In questo contesto nasce e si sviluppa il lavoro del SEL (Sensory Ethnography Lab), un laboratorio sperimentale della sezione di Arte e Antropologia dell’Università di Harward, in cui ricercatori e autori indagano attraverso le forme espanse del film, del video, della fotografia e della fonografia, e cercano di combinarne l’estetica (derivata dalla registrazione della realtà attraverso l’utilizzo di dispositivi tecnici di riproduzione) fondendoli con la tradizione dello studio epistemologico e con le prospettive di analisi delle scienze sociali, naturali e delle scienze umane.

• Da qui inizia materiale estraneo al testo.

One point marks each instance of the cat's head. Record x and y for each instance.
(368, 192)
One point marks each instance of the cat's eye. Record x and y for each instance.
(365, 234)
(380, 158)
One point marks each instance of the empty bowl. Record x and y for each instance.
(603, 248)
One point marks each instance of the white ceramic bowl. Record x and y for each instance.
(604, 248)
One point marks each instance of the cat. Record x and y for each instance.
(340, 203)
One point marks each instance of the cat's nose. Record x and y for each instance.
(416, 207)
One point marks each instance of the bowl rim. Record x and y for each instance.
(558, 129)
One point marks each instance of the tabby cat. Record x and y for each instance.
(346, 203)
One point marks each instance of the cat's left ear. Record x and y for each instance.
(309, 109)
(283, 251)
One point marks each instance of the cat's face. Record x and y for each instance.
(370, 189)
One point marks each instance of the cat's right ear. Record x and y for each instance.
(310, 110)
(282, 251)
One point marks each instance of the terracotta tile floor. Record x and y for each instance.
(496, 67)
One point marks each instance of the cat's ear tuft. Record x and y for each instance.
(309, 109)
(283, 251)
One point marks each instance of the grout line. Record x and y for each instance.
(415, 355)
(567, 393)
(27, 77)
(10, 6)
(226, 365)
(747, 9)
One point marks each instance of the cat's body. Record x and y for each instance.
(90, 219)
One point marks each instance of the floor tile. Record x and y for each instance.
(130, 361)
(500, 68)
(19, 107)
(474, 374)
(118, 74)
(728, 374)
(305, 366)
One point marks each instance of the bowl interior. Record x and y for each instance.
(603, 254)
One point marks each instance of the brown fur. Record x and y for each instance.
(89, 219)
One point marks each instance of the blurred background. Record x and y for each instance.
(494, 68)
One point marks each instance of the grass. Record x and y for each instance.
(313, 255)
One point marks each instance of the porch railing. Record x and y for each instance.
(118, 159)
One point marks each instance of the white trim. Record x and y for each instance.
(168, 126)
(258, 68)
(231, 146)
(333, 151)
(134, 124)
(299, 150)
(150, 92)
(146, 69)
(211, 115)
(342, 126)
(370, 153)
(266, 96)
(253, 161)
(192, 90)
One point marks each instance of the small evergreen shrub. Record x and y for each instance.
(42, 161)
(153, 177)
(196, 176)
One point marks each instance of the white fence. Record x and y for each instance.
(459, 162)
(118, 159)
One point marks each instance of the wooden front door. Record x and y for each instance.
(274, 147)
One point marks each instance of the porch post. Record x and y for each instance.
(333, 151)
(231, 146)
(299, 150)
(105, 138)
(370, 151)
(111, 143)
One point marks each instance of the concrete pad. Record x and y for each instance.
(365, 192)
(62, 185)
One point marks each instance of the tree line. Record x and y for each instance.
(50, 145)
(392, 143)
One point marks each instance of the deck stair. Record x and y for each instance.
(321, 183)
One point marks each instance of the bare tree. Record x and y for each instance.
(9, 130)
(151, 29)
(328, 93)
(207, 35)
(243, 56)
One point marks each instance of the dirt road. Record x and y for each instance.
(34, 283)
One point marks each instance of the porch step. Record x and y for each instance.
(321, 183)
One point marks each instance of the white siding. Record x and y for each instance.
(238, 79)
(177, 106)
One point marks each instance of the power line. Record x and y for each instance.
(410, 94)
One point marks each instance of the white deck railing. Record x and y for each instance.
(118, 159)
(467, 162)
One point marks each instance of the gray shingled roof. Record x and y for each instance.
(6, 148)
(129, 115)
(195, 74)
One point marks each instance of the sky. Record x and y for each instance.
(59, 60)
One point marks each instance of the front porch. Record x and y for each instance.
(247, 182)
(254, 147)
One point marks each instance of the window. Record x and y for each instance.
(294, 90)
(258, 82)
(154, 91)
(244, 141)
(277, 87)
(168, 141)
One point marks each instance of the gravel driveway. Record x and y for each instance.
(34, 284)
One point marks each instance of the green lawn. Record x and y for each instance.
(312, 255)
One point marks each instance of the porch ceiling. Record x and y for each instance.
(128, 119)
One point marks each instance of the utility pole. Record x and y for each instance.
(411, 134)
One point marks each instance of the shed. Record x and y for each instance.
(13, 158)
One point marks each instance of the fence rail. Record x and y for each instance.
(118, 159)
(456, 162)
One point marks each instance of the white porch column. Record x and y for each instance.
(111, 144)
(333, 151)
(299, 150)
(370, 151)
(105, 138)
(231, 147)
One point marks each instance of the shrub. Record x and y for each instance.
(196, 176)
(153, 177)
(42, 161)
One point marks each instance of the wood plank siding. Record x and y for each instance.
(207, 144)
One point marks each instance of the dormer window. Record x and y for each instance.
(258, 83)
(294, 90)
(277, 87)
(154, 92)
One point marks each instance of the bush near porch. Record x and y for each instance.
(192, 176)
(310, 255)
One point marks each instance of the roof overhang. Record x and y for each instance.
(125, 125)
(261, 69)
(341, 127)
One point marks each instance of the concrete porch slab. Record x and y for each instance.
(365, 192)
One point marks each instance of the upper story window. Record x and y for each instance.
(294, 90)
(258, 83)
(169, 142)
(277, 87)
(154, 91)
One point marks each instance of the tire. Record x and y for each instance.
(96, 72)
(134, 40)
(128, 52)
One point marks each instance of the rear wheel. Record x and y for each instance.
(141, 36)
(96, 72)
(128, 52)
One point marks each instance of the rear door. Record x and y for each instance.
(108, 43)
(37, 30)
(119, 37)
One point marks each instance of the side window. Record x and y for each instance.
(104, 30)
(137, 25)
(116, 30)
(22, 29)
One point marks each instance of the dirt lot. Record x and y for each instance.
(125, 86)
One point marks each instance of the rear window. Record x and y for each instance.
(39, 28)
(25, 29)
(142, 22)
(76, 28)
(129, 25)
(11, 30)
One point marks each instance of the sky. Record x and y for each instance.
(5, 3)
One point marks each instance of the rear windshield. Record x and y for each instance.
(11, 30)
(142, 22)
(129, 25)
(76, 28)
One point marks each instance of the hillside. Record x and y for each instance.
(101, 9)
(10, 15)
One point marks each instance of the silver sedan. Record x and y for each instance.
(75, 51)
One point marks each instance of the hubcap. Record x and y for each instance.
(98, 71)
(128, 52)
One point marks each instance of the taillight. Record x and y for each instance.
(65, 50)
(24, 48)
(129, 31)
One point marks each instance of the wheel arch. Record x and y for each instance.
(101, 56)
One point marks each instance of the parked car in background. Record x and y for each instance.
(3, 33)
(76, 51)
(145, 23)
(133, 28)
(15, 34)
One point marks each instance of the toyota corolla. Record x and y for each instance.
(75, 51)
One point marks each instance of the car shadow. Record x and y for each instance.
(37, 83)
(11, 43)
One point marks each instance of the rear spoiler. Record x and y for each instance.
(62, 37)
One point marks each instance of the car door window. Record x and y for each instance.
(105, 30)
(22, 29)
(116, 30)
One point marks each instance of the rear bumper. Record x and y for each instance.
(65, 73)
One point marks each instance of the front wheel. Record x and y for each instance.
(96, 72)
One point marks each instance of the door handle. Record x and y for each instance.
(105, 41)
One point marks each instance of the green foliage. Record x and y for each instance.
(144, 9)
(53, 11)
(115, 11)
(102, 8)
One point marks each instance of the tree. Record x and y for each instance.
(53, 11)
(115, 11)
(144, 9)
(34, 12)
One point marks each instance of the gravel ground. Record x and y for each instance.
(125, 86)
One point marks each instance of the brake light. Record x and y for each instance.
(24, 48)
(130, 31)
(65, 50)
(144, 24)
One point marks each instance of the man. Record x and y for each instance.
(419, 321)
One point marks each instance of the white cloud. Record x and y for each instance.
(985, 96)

Lucien Castaing-Taylor e Véréna Paravel sono due degli autori più attivi e autentici in questo universo parallelo (che spesso viene rilegato e catalogato come “cinema documentario”, nello stesso modo in cui vi sono inseriti, Nanook, Moi, un noir, Sans Soleil, Gigi la legge…) e in qualche modo osservando i loro film ci si misura continuamente con la sensazione di partecipare ad un esempio di trasmutazione della realtà. I dispositivi, le camere, i microfoni, gli schermi sono i catalizzatori di questo nuovo mondo. La camera è onnisciente, il suo punto di vista si estrae in qualche modo dalla più terrena rappresentazione ordinaria, l’immagine è reliquia liberatrice e fonte di un filosofare autonomo sull’essere umano.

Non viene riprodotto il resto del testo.